Has the Bush Administration learned nothing from 9/11? A pre-occupation with Iraq before 9/11 distracted the Administration from focusing on the threat posed by al-Qaeda. Now, as the Administration seems pre-occupied with Iran, the New York Times reports on how Washington infighting is allowing al-Qaeda to reconstitute and regenerate in Pakistan.
It is a good read and it highlights the deep divisions within the government concerning how and where to use manpower and resources. But deep in the story is a quote from US Ambassador to Iraq Ryan Crocker that I hope we never come to regret:
“I do wonder if it’s in fact the case that Al Qaeda has really reconstituted itself to a pre-9/11 capability, and in fact I would say I seriously doubt that,” said Mr. Crocker, the American ambassador to Pakistan between 2004 and 2006 and currently the ambassador to Iraq.
“Their top-level leadership is still out there, but they’re not communicating and they’re not moving around. I think they’re symbolic more than operationally effective,” Mr. Crocker said.
However, the boots on the ground beg to differ.
The New York Times reports that the feelings on the ground in Afghanistan are different.
By the fall of 2006, the top American commander in Afghanistan had had enough.
Intelligence reports were painting an increasingly dark picture of the terrorism threat in the tribal areas. But with senior Bush administration officials consumed for much of that year with the spiraling violence in Iraq, the Qaeda threat in Pakistan was not at the top of the White House agenda.
Mr. Bush had declared in a White House news conference that fall that Al Qaeda was “on the run.”
To get Washington’s attention, the commander, Lt. Gen. Karl W. Eikenberry, ordered military officers, Special Operations forces and C.I.A. operatives to assemble a dossier showing Pakistan’s role in allowing militants to establish a haven.

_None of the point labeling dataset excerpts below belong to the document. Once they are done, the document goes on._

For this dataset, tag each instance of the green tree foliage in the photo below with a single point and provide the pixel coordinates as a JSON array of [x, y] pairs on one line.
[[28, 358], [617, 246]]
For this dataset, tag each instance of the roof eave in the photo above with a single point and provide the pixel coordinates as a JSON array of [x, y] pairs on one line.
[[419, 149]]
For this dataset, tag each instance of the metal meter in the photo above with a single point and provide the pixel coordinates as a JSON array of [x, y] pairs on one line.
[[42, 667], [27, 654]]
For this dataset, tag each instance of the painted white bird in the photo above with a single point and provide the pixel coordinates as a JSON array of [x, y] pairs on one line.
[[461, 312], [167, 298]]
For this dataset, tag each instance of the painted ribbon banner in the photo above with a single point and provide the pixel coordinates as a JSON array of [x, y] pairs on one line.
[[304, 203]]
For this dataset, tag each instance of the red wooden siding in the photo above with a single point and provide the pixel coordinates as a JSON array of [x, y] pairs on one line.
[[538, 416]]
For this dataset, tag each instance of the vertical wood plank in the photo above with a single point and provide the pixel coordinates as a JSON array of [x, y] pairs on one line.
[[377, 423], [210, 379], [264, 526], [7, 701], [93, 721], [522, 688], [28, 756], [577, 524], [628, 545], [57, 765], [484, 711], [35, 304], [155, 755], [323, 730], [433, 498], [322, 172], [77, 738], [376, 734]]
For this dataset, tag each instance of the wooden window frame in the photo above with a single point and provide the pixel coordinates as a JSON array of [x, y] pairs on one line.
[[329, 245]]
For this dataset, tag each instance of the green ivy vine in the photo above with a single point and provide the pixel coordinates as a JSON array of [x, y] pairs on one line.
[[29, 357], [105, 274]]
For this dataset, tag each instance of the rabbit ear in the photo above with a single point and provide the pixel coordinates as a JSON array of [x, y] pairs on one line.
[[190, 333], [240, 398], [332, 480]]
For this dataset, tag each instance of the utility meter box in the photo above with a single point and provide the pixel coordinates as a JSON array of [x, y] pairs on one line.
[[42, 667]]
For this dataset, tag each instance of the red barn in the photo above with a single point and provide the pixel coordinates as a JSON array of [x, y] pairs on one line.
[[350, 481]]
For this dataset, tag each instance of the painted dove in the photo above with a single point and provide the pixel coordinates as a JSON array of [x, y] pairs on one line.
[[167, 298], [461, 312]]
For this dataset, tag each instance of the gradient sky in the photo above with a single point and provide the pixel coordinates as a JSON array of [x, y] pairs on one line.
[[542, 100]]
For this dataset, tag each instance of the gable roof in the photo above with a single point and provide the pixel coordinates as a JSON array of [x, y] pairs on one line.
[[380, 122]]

Behind the general’s order was a broader feeling of outrage within the military — at a terrorist war that had been outsourced to an unreliable ally, and at the grim fact that America’s most deadly enemy had become stronger.
The Times summarizes:
But while Mr. Bush vowed early on that Mr. bin Laden would be captured “dead or alive,” the moment in late 2001 when Mr. bin Laden and his followers escaped at Tora Bora was almost certainly the last time the Qaeda leader was in American sights, current and former intelligence officials say. Leading terrorism experts have warned that it is only a matter of time before a major terrorist attack planned in the mountains of Pakistan is carried out on American soil.
“The United States faces a threat from Al Qaeda today that is comparable to what it faced on Sept. 11, 2001,” said Seth Jones, a Pentagon consultant and a terrorism expert at the RAND Corporation.
Bush pays a lot of lip services to listening to his commanders on the ground. But this is nothing but false rhetoric. This Administration proves time and again that it operates in a different plane of reality. Whenever those closest to the situation say that things aren't right, it's as if the Bush Administration responds by sticking its fingers in its ears and saying "LALALALALALALALALA" to drown out reality.
They ignored the warnings of the intelligence community before 9/11 and ignored those who said that Iraq was not involved with 9/11.
They ignored the obvious images on the news as New Orleans drowned.
And now they tell us that the group that kicked off the global war on terror is just a "symbolic" threat. May God have mercy on their souls if they are wrong.
"Fool me once, shame on — shame on you. Fool me — you can't get fooled again."